Its just outrageous!!!!
Are these incompetent idiots off their faces with some wacky, mine altering drugs?
This seems to be what CPA do when they mentor new accountants, not sure if it is a bad thing or not?
they seem to manage it ok so why cant we?
More absolute wank in a fucked industry
Wow. Craziness at its best.
what is that so concerning to the professor here. As professional accountants, we do timesheet every day. I suggest that timesheet should be done by all financial planners, not only for CPD purpose but also using it as a tool of monitoring how planners utilise their time.
Accountants do time sheets so the firm knows who to bill the time to!

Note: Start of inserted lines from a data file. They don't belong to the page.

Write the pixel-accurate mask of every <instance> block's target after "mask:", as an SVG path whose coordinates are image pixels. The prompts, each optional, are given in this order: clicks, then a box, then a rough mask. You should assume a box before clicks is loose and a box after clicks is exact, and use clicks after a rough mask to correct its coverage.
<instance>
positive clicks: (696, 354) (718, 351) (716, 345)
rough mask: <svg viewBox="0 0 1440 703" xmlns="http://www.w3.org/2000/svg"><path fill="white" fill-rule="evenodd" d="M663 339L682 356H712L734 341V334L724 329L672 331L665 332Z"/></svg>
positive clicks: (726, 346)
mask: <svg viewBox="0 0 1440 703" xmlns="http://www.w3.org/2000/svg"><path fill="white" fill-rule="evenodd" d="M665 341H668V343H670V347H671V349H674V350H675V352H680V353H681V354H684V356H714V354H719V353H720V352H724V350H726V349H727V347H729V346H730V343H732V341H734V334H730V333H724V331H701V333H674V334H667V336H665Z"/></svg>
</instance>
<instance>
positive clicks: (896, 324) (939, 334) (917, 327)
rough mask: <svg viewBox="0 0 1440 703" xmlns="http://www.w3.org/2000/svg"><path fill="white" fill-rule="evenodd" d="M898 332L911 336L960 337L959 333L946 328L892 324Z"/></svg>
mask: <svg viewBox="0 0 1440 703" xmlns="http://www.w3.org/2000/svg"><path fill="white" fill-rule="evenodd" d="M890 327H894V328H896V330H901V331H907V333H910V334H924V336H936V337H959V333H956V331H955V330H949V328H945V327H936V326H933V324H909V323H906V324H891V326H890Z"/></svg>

Nothing to do with development and training.
Yeah, great. Time based charging? An industry model that’s been superceded by value-based charging. Recording people’s time is less effective than recording people’s actions and the revenue that they bring into the business.
Accounting and Law use outdated “time” charging models and then scratch their heads when they aren’t used in every other profession.
I agree with TT on this one, particularly using timesheets as a monitoring/productivity device for practices (just good business sense). By contrast to the other changes going on within the FP industry (which are justifiably upsetting), this is actually nothing in the scheme of things.